From Afternoons, 1:35 pm on 10 June 2016

DOC's Endangered Species Ambassador, Nicola Toki presents... the cobble skink - last known to only be found on the beach behind the Granity pub on the West Coast

Cobble skinks were only recently discovered (2015) as a distinct species.  They live in the ‘cobbles’ (beach stones) on West Coast beaches, but due to a wide range of complex interations, and their very specific habitat requirements, were last known to only be found on the beach behind the Granity pub to the shoreline. 

However, increasing storm surges, possible sea level rise, and the invasion of weeds (which glues the cobbles together, and creates a bank, rather than allowing storm surges to throw the stones back up on the beach), as well as predators likely picking off skinks from outside the habitat, reducing the ability of this species to be supplemented with numbers, has meant that by the time we checked again a couple of months ago, there were likely only 30-40 individuals left.

This (and the knowledge that there were some big storms on the horizon) led to an emergency evacuation situation involving a range of experts and rangers, not to mention the kind folk at Auckland Zoo who offered to house this entire species until the Department of Conservation could work out where to put them again. 

The Cobble skink is known only from a short stretch of coast at Granity, north of Westport. When it was discovered in 2007 it was locally abundant, although already extremely restricted in distribution.
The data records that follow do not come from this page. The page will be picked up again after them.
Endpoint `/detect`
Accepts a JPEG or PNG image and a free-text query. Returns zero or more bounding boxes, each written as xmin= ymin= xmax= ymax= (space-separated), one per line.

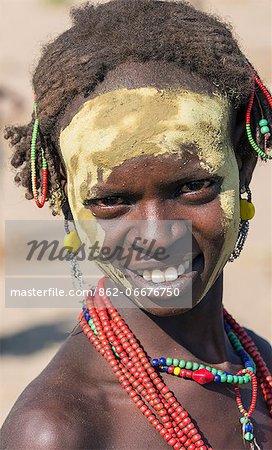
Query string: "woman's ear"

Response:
xmin=236 ymin=149 xmax=258 ymax=189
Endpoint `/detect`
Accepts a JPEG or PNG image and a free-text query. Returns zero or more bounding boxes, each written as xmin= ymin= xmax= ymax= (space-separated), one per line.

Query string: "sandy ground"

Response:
xmin=0 ymin=0 xmax=272 ymax=428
When surveys were undertaken in January 2015 by 3 separate groups of herpetologists, it was apparent to all that the cobble skink population had declined significantly and rapidly, and that much habitat had been lost.  The Herpetologists agreed these skinks seem to be easy to catch.

The Cobble skink was assessed in the NZ Threat Classification System in late 2015 as Nationally Critical on the basis that it occupied less than 1 ha of habitat.  It had undergone a severe observed decline.

  1. The cobble skink shows a strong specialization to the cobble stone/pohuehue habitat association.
  2. The cobble/pohuehue habitat was probably once a vast system along much of this coastline, and remnants still exist from south of Jones Creek in the south to Ngakawau in the north
  3. This entire stretch of coastline is eroding rapidly. A January 2016 Niwa report to the West Coast Regional Council states that the section of coast at Granity where the current population exists is retreating at a rate of 60-80cm per year, but the locals point out that one-off events like cyclones can take even bigger bites

Cobble skinks have large eyes, thought to be useful for burrowing between the cobbles.  They are small, only six cm long.